En 1980, al desterrar un solar para construir apartamentos a las afueras de Jerusalén, las excavadoras sacaron a la luz un cementerio de los tiempos de Cristo. Entre los hallazgos figuraba una tumba familiar que contenía cinco cistas con sendas inscripciones hebreas con los nombres de las personas allí sepultadas: María, José, Jesús, hijo de José, y Judá, hijo de Jesús.
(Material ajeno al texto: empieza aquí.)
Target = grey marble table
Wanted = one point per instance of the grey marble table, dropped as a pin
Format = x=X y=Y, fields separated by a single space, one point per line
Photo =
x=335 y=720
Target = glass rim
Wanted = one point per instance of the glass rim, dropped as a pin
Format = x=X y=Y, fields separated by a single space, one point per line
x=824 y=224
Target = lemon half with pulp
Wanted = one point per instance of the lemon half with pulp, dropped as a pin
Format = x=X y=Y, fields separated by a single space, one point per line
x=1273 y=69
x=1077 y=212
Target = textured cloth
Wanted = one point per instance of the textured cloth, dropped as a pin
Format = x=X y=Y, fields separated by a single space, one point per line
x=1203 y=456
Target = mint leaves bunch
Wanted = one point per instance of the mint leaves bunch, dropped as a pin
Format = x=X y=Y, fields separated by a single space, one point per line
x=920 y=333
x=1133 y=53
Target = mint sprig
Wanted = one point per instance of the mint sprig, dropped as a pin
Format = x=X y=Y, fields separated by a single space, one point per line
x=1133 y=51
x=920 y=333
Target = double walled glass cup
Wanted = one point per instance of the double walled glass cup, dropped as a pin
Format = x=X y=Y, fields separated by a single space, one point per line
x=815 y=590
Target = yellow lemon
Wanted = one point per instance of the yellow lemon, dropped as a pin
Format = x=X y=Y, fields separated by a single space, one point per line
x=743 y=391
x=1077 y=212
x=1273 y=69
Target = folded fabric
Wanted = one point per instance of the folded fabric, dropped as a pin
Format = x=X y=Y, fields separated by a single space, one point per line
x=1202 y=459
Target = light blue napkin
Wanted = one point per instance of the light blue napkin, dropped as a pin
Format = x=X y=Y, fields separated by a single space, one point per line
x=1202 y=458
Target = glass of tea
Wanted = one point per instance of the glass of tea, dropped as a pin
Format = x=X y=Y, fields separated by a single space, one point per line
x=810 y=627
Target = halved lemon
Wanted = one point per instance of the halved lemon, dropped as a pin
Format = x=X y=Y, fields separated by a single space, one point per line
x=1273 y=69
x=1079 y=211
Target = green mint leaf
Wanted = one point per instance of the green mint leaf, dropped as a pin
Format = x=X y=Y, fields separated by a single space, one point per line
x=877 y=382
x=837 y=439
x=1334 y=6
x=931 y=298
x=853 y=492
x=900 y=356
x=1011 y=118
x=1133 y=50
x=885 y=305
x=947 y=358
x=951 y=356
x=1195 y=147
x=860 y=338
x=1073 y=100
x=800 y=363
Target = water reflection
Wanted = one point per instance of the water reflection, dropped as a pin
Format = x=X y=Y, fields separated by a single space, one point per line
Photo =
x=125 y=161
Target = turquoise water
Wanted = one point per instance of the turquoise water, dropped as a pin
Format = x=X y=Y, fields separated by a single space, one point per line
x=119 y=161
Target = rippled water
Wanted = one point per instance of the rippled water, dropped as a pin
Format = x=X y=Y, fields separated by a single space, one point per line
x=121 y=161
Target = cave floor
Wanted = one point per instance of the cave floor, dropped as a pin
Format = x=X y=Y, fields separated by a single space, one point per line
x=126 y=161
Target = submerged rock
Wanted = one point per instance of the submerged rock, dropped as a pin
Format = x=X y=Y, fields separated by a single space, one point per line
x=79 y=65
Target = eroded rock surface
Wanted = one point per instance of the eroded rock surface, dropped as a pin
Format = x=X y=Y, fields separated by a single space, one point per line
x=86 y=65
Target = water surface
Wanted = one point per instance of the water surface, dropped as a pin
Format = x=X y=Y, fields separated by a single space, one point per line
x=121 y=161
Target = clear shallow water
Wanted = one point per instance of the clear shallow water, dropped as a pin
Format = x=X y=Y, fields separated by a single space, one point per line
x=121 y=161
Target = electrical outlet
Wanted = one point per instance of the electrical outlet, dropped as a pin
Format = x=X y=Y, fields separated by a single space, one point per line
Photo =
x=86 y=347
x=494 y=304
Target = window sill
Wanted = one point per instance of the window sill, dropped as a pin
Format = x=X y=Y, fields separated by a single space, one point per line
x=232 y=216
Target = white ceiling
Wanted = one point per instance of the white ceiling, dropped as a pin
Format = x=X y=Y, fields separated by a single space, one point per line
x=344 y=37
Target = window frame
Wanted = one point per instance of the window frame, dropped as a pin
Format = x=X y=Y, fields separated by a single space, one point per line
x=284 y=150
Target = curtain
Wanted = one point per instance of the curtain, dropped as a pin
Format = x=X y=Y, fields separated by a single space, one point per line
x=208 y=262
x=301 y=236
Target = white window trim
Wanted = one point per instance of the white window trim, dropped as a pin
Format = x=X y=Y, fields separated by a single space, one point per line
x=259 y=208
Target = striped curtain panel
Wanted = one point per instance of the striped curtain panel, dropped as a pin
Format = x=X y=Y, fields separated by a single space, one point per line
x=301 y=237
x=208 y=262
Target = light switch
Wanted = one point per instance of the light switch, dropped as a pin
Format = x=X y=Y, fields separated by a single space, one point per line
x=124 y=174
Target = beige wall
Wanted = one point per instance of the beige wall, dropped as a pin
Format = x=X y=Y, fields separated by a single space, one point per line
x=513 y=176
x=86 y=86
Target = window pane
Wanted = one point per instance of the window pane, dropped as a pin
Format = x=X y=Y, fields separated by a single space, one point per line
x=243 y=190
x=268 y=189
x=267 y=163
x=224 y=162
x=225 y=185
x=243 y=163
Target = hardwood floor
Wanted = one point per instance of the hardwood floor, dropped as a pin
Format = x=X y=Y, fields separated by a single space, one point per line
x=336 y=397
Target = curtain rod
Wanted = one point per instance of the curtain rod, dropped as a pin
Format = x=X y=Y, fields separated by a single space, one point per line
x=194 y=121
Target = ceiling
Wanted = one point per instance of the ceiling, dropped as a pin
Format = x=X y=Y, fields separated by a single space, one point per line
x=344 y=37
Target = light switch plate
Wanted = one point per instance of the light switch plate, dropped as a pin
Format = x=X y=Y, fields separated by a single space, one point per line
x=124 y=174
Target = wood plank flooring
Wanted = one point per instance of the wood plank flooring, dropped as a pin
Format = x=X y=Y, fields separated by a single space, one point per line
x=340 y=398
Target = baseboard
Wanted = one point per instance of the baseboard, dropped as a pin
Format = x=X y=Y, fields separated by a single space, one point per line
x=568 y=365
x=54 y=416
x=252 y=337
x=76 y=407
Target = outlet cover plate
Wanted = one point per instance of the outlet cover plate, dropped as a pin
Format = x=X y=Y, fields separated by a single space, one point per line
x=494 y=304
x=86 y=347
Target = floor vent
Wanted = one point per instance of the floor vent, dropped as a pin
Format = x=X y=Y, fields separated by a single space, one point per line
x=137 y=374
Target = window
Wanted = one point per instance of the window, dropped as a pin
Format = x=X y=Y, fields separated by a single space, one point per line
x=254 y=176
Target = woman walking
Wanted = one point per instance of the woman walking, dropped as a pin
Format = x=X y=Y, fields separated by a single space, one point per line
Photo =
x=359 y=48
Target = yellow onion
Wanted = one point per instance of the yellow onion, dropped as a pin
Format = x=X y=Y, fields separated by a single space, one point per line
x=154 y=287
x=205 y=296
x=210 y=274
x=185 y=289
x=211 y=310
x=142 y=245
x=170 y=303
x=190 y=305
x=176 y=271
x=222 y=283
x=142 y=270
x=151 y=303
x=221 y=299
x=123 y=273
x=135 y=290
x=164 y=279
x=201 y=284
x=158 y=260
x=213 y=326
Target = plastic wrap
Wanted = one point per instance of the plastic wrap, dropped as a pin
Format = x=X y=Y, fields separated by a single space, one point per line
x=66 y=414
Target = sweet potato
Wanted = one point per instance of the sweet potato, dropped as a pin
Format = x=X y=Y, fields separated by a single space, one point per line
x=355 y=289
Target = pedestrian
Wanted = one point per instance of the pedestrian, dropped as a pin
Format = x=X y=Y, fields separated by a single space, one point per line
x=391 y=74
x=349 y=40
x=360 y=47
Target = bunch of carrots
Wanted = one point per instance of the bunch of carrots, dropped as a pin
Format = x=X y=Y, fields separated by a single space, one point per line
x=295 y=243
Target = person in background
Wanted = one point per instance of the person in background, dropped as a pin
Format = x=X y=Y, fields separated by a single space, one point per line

Otra cista del mismo yacimiento ostentaba el rótulo en griego María (¿María de Magdala?) y otra el de Mateo. Este material pasó inadvertido en su día y permaneció archivado en un almacén del Patrimonio Arqueológico Israelí hasta que llamó la atención de una productora de televisión británica que en 1995, aprovechando la Semana Santa, lo dio a conocer en un reportaje sensacionalista que especulaba sobre la posibilidad de que los restos que contuvieron esas cistas correspondan a la Sagrada Familia. Estas fantasías frívolamente difundidas por la prensa amarilla carecen de toda base dado que, como se sabe, Jesucristo y su madre la Virgen María ascendieron al cielo en su carne mortal, por lo que no es posible que sus huesos fueran recogidos en osario alguno. No obstante, para los más tibios en la fe, la hipótesis del hallazgo de los restos mortales de Cristo sigue siendo descorazonadora. Como declaró el profesor de Oxford Keith Ward,
si se tratara de un hallazgo auténtico, yo dejaría de ser cristiano, porque ello, a mi juicio, invalidaría el testimonio de los apóstoles y haría perder a la figura de Jesús toda su importancia. (Deus, p. 49).
Duerma tranquilo el profesor Ward en la seguridad de que es virtualmente imposible que se puedan localizar los restos de Jesucristo, o de cualquier otro hebreo de su tiempo, puesto que, a mediados del siglo I, las tumbas de Jerusalén y sus entornos se vaciaron como medida de purificación y los huesos se apilaron en osarios colectivos.